MOTIVI DELLA DECISIONE
Il ricorso è fondato e va, pertanto, accolto.
La resistente Gefil S.p.A., ritualmente evocata in giudizio mediante notifica del ricorso all'indirizzo PEC estratto dal registro INIPEC, ha omesso di costituirsi;
non ha, pertanto, documentato la rituale notifica al contribuente dei provvedimenti di fermo amministrativo emergenti dalla visura PRA in atti.
Da ciò deriva l'illegittimità di tali iscrizioni con conseguente ordine alla resistente di provvedere all'immediata cancellazione, a sua cure e spese, dei predetti provvedimenti di fermo amministrativo.

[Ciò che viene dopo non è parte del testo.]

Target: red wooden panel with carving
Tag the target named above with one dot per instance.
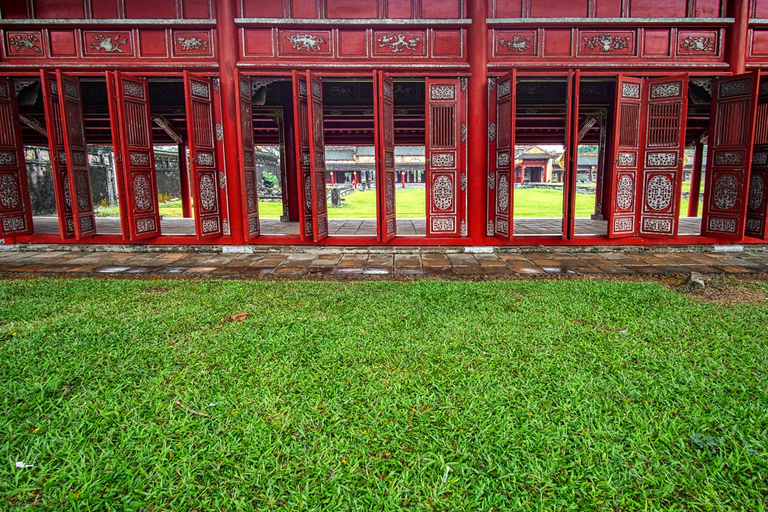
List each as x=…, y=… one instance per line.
x=76, y=152
x=503, y=158
x=248, y=159
x=757, y=201
x=137, y=158
x=571, y=148
x=303, y=158
x=731, y=131
x=386, y=177
x=62, y=190
x=666, y=108
x=444, y=116
x=15, y=207
x=317, y=157
x=628, y=156
x=203, y=155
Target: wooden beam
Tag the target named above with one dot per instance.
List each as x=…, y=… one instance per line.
x=168, y=128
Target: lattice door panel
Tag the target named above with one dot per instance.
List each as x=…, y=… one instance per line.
x=443, y=156
x=628, y=156
x=62, y=190
x=665, y=118
x=203, y=155
x=502, y=162
x=15, y=206
x=385, y=157
x=136, y=156
x=757, y=200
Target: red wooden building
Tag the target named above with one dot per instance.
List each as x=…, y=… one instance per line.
x=467, y=79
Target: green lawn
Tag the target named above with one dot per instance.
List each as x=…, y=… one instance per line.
x=411, y=203
x=539, y=395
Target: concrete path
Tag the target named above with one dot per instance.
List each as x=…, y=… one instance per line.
x=382, y=263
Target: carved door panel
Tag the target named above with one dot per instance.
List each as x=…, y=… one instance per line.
x=317, y=157
x=443, y=157
x=503, y=161
x=757, y=201
x=666, y=108
x=628, y=156
x=203, y=155
x=571, y=148
x=385, y=156
x=731, y=132
x=304, y=171
x=76, y=155
x=54, y=126
x=136, y=157
x=15, y=206
x=248, y=159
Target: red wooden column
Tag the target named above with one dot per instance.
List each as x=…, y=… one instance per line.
x=693, y=198
x=477, y=122
x=736, y=36
x=226, y=12
x=186, y=209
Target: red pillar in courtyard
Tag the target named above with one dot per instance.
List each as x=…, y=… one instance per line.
x=186, y=209
x=226, y=12
x=477, y=122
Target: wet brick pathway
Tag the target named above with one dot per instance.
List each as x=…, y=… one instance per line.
x=344, y=264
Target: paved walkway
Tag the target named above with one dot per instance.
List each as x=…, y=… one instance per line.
x=353, y=263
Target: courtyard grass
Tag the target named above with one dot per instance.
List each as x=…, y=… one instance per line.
x=539, y=395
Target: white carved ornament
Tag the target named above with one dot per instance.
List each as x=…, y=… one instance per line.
x=665, y=90
x=442, y=92
x=658, y=194
x=10, y=197
x=142, y=195
x=625, y=192
x=207, y=193
x=756, y=192
x=503, y=194
x=305, y=42
x=442, y=193
x=722, y=225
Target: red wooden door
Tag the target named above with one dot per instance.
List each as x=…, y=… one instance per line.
x=627, y=156
x=666, y=108
x=385, y=156
x=317, y=157
x=757, y=201
x=571, y=149
x=76, y=154
x=503, y=163
x=54, y=125
x=248, y=159
x=303, y=158
x=731, y=130
x=15, y=207
x=136, y=157
x=203, y=155
x=442, y=156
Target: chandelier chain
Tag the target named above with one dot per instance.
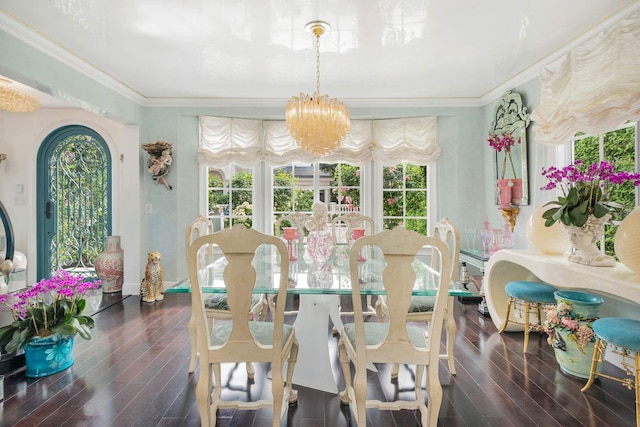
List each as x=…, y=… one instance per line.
x=317, y=122
x=318, y=64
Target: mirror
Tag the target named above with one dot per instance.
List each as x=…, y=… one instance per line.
x=511, y=117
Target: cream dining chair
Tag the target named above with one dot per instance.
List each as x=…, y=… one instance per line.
x=296, y=220
x=342, y=228
x=248, y=260
x=395, y=341
x=216, y=305
x=421, y=308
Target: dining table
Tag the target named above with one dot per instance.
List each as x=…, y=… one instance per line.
x=319, y=285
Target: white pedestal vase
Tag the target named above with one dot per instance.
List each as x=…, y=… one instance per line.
x=584, y=241
x=109, y=265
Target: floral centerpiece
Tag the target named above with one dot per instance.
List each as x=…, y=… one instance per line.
x=585, y=206
x=568, y=325
x=563, y=318
x=585, y=191
x=51, y=306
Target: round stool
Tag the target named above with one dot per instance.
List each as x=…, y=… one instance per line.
x=528, y=296
x=622, y=337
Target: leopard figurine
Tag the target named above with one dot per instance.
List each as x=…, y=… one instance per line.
x=152, y=285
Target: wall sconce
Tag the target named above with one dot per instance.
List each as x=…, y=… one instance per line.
x=159, y=162
x=510, y=215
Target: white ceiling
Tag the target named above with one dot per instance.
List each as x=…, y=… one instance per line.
x=189, y=51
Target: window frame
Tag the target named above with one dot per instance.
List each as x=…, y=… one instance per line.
x=370, y=193
x=569, y=155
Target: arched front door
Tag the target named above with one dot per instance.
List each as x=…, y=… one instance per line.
x=73, y=200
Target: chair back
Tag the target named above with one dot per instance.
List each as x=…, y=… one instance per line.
x=400, y=249
x=448, y=233
x=248, y=254
x=342, y=227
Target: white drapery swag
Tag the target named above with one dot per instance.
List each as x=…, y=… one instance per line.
x=595, y=89
x=225, y=140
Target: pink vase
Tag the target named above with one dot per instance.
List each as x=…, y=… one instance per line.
x=109, y=265
x=516, y=191
x=355, y=235
x=290, y=234
x=504, y=193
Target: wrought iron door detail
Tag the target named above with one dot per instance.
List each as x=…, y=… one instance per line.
x=77, y=204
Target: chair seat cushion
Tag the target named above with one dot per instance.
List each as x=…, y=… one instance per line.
x=619, y=331
x=422, y=304
x=262, y=332
x=531, y=291
x=219, y=302
x=375, y=332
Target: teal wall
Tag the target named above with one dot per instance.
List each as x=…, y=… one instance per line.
x=465, y=191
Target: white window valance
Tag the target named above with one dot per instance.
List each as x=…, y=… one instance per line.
x=596, y=87
x=225, y=140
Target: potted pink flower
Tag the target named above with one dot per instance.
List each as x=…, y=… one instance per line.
x=507, y=194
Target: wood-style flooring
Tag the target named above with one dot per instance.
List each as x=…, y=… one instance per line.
x=134, y=373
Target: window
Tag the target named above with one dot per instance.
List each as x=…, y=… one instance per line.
x=401, y=200
x=230, y=196
x=404, y=197
x=618, y=147
x=285, y=179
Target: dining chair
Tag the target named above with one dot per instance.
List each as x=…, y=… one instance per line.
x=396, y=341
x=342, y=227
x=296, y=220
x=239, y=339
x=421, y=308
x=216, y=305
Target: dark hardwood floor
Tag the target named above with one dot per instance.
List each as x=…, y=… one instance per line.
x=134, y=373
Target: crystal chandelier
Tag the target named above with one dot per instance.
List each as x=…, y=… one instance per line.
x=15, y=101
x=318, y=123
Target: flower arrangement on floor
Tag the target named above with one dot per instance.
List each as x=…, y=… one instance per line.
x=504, y=142
x=586, y=190
x=51, y=306
x=563, y=318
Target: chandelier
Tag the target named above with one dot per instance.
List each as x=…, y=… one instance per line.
x=15, y=101
x=317, y=123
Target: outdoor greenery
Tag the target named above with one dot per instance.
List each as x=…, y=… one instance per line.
x=619, y=148
x=405, y=197
x=404, y=193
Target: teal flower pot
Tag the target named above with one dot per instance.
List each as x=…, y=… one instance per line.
x=571, y=356
x=48, y=355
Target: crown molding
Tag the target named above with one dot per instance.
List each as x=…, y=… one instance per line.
x=35, y=39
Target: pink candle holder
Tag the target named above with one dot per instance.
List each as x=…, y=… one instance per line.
x=355, y=235
x=290, y=234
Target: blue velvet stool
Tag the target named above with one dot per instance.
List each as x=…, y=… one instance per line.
x=622, y=337
x=528, y=296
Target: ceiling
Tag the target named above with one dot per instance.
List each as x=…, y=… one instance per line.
x=190, y=51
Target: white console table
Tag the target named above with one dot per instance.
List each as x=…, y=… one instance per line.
x=613, y=283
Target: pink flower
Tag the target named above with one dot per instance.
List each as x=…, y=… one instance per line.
x=502, y=142
x=552, y=316
x=570, y=324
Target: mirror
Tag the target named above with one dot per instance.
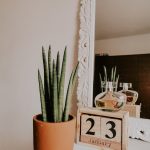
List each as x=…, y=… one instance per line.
x=138, y=127
x=122, y=31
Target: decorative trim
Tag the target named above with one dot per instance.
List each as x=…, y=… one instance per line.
x=138, y=128
x=86, y=53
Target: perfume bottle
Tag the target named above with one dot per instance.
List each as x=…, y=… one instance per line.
x=110, y=100
x=132, y=95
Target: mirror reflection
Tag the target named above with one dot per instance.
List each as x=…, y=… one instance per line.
x=122, y=41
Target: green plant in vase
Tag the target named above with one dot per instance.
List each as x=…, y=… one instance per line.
x=55, y=120
x=113, y=77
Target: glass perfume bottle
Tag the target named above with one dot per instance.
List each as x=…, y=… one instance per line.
x=132, y=95
x=110, y=100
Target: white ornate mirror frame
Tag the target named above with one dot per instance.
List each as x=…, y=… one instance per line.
x=138, y=128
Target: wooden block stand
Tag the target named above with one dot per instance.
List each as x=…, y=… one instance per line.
x=134, y=110
x=101, y=129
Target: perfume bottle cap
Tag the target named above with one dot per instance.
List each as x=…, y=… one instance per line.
x=126, y=85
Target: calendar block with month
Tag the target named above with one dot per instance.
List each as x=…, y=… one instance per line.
x=106, y=130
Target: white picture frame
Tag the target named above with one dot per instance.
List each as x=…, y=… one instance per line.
x=139, y=128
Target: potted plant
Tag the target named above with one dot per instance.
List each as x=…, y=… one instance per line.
x=54, y=129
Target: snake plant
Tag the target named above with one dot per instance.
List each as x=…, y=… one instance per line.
x=55, y=104
x=112, y=78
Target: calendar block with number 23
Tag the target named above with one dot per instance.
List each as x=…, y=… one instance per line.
x=107, y=130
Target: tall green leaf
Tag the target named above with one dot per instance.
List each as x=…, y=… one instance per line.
x=61, y=84
x=55, y=93
x=70, y=89
x=42, y=97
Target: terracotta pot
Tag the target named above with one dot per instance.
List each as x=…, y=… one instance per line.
x=53, y=136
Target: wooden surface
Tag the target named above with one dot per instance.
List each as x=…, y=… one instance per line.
x=131, y=68
x=102, y=129
x=134, y=110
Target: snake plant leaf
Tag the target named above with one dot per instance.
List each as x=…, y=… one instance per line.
x=100, y=77
x=58, y=70
x=61, y=84
x=42, y=98
x=50, y=85
x=46, y=76
x=55, y=94
x=69, y=94
x=112, y=74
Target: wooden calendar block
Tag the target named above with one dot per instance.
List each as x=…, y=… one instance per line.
x=111, y=129
x=90, y=125
x=101, y=129
x=134, y=110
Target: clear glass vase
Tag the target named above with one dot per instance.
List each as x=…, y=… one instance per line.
x=132, y=95
x=110, y=100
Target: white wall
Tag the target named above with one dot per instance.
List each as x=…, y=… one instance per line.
x=137, y=44
x=25, y=26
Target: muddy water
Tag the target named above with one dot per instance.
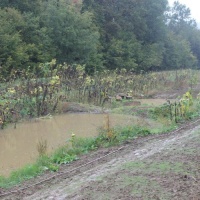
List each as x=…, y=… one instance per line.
x=19, y=146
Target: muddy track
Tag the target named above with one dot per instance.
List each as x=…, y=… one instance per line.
x=105, y=174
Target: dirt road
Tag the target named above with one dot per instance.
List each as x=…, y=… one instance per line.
x=153, y=168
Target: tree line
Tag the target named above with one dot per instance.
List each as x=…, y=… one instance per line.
x=99, y=34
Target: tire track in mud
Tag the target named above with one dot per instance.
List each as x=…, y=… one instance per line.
x=66, y=184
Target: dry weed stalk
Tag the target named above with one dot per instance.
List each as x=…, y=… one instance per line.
x=42, y=147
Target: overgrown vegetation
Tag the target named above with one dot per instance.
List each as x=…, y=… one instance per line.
x=130, y=34
x=40, y=94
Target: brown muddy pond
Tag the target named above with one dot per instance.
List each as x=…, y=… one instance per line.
x=18, y=147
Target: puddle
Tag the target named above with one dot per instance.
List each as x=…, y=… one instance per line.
x=18, y=147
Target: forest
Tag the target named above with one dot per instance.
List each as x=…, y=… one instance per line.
x=135, y=35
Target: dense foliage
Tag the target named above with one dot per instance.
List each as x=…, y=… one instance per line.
x=100, y=34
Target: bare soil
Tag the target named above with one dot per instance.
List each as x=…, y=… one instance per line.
x=156, y=167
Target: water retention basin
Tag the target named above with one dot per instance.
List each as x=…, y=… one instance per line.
x=18, y=147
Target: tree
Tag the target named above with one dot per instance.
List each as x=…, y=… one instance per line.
x=12, y=48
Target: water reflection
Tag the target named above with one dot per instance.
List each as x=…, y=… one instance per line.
x=19, y=146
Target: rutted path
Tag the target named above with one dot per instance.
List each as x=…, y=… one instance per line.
x=156, y=167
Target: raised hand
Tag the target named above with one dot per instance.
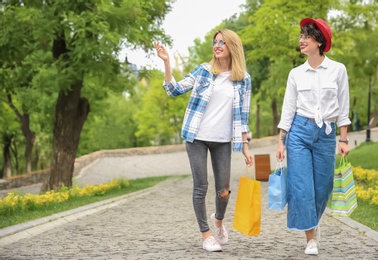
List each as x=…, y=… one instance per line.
x=161, y=51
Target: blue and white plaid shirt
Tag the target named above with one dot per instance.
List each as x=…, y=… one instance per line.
x=201, y=81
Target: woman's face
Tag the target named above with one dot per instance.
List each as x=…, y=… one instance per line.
x=220, y=48
x=308, y=44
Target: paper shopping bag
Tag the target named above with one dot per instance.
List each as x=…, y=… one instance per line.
x=277, y=188
x=343, y=197
x=247, y=217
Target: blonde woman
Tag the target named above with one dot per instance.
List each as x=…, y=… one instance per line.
x=216, y=121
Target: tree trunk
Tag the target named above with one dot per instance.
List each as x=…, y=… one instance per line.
x=275, y=117
x=7, y=140
x=257, y=134
x=29, y=137
x=28, y=134
x=71, y=112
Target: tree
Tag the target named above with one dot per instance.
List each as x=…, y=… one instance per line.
x=84, y=39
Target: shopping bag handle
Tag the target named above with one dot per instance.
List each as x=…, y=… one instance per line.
x=278, y=166
x=343, y=160
x=251, y=170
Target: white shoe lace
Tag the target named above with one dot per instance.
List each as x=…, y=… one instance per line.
x=219, y=232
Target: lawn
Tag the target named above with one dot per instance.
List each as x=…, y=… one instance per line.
x=365, y=156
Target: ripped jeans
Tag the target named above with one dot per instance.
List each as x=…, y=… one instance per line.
x=221, y=163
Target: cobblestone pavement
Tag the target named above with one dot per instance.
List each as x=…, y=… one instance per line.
x=159, y=223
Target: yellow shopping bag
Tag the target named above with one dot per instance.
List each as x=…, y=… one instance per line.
x=247, y=217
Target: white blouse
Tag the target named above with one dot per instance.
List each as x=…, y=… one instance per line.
x=321, y=94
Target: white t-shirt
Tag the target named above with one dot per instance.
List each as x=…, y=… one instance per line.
x=216, y=123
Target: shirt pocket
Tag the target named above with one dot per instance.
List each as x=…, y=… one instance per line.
x=202, y=86
x=329, y=91
x=305, y=92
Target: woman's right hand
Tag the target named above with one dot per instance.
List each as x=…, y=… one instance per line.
x=161, y=51
x=280, y=155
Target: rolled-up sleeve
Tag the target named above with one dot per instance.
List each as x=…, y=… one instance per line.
x=289, y=106
x=343, y=99
x=246, y=105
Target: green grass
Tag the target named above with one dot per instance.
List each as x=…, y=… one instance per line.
x=135, y=185
x=366, y=214
x=365, y=156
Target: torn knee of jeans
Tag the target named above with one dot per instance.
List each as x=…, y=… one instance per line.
x=224, y=194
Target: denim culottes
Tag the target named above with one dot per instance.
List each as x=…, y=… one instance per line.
x=311, y=158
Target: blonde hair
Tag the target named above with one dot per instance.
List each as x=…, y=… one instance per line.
x=235, y=46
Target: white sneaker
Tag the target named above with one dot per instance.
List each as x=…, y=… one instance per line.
x=211, y=245
x=220, y=234
x=312, y=247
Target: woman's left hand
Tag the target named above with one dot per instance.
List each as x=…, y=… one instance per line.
x=249, y=160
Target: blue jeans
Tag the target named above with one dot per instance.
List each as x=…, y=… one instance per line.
x=221, y=162
x=311, y=158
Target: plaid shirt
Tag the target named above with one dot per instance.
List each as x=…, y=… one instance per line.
x=201, y=81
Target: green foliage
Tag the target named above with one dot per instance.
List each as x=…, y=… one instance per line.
x=160, y=117
x=19, y=208
x=47, y=47
x=362, y=156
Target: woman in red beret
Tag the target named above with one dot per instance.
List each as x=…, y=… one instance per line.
x=316, y=102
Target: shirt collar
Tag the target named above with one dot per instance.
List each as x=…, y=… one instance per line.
x=324, y=64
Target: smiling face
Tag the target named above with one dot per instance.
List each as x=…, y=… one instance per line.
x=220, y=51
x=308, y=44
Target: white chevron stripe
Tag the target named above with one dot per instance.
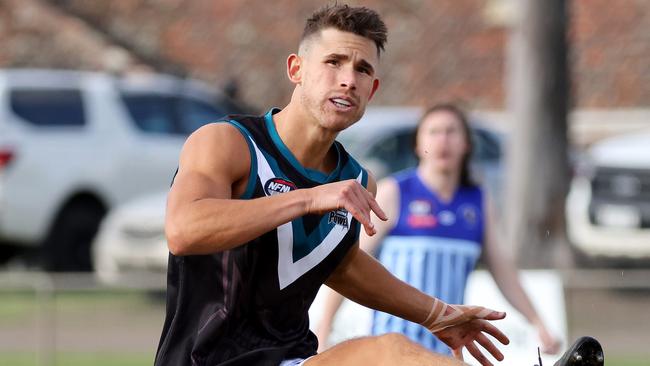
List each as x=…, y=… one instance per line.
x=288, y=270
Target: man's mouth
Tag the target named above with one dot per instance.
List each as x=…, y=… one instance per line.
x=341, y=103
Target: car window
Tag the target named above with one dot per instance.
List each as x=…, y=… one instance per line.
x=194, y=114
x=486, y=146
x=51, y=107
x=396, y=151
x=151, y=113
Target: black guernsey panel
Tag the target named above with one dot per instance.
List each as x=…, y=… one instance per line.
x=248, y=305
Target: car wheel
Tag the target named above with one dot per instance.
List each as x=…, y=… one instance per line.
x=67, y=247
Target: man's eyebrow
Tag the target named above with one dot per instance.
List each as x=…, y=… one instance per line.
x=342, y=57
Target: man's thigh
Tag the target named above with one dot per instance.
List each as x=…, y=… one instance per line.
x=389, y=349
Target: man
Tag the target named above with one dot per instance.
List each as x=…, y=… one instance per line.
x=264, y=210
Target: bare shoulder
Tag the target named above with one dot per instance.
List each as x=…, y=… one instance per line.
x=210, y=151
x=215, y=144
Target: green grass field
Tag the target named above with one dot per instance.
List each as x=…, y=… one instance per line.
x=78, y=359
x=111, y=328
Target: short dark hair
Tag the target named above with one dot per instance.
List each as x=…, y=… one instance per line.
x=358, y=20
x=465, y=174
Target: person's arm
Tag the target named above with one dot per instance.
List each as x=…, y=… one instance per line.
x=203, y=215
x=502, y=267
x=364, y=280
x=388, y=199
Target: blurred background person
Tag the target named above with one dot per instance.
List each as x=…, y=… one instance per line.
x=440, y=223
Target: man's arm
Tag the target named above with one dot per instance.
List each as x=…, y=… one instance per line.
x=204, y=216
x=388, y=199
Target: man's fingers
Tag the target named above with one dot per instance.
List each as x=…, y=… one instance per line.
x=478, y=355
x=489, y=314
x=363, y=218
x=458, y=353
x=495, y=332
x=486, y=343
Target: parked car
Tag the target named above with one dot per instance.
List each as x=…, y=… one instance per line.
x=75, y=144
x=131, y=239
x=608, y=206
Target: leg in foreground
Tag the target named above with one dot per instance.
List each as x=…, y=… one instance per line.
x=386, y=350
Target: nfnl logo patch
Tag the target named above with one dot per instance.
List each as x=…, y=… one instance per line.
x=278, y=185
x=339, y=217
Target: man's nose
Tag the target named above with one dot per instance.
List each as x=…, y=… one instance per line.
x=348, y=79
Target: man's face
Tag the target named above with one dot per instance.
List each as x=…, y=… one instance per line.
x=337, y=77
x=441, y=141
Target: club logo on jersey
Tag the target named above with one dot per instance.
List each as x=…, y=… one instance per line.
x=446, y=218
x=339, y=217
x=420, y=207
x=420, y=214
x=278, y=185
x=469, y=213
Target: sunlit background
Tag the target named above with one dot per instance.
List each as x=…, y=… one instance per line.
x=97, y=97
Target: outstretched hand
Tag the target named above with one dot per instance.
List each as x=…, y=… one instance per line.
x=461, y=326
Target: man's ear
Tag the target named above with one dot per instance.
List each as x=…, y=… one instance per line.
x=375, y=86
x=294, y=68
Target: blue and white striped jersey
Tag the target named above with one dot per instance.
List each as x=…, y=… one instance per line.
x=434, y=246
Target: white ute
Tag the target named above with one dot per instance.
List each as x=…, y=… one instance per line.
x=75, y=144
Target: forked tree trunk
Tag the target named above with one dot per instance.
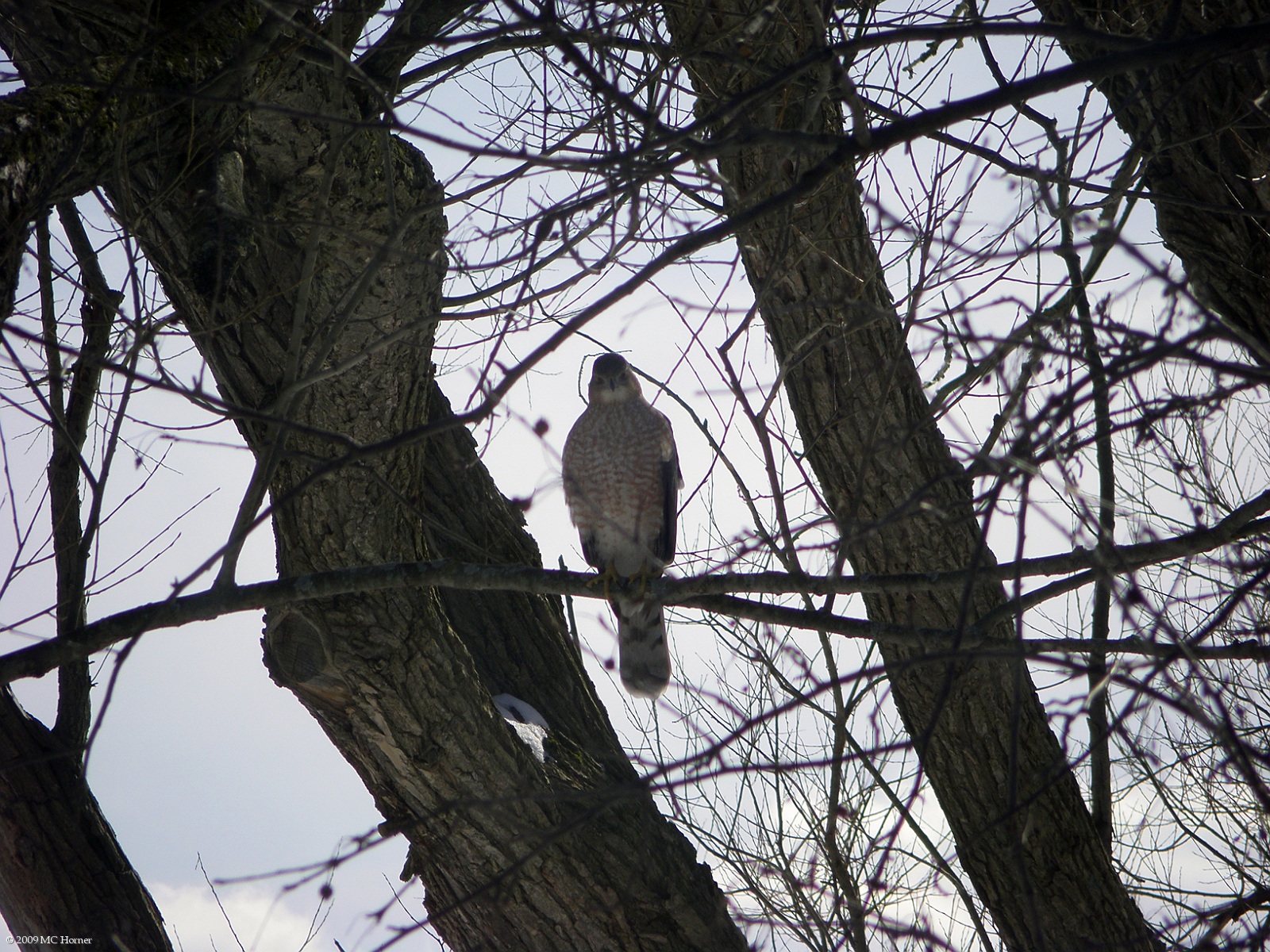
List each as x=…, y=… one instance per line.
x=295, y=240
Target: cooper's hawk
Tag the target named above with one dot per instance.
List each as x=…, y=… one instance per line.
x=622, y=482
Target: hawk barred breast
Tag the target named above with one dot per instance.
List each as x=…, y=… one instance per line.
x=622, y=482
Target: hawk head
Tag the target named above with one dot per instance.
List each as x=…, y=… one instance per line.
x=613, y=381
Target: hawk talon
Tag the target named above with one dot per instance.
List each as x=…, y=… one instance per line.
x=607, y=577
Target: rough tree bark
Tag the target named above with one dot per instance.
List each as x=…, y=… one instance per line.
x=295, y=238
x=902, y=505
x=1204, y=131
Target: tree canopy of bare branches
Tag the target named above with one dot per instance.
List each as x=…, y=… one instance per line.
x=958, y=311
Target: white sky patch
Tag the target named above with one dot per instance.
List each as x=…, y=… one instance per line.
x=260, y=920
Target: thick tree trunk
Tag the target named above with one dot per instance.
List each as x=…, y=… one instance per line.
x=899, y=499
x=1204, y=131
x=296, y=243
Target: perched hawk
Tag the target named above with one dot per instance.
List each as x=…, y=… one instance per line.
x=622, y=482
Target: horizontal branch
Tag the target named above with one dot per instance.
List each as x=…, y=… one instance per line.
x=705, y=592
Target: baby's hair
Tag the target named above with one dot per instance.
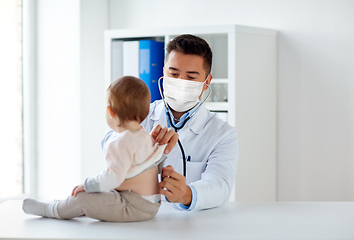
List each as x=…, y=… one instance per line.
x=129, y=98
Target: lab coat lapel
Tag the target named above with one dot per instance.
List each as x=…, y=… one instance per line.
x=197, y=122
x=159, y=115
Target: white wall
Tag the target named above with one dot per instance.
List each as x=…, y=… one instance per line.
x=70, y=98
x=315, y=80
x=315, y=85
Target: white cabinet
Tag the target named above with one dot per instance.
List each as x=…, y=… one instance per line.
x=244, y=91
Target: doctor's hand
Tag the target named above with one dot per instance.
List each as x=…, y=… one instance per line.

Le spese di lite seguono la soccombenza della resistente e si liquidano come da dispositivo.
P.Q.M.
La Corte di giustizia tributaria di primo grado di Napoli così provvede:
1) Accoglie il ricorso, annulla i provvedimenti di fermo amministrativo iscritti sull'autoveicolo con tg. Targa_1, in titolarità del ricorrente, da parte della resistente Gefil S.p.A., quale emergenti dalla visura PRA in atti;
ordina alla resistente Gefil S.p.A. di curare l'immediata cancellazione, a sua cura e spese, di dette iscrizioni pregiudizievoli;
2) Condanna la resistente Gefil S.p.A. alla refusione delle spese di lite in favore del ricorrente che si liquidano in euro 550,00 per onorari, oltre rimborso spese esenti, rimborso forfettario per spese generali
(15% degli onorari), iva e cpa, come per legge, con attribuzione al difensore dichiaratosi antistatario.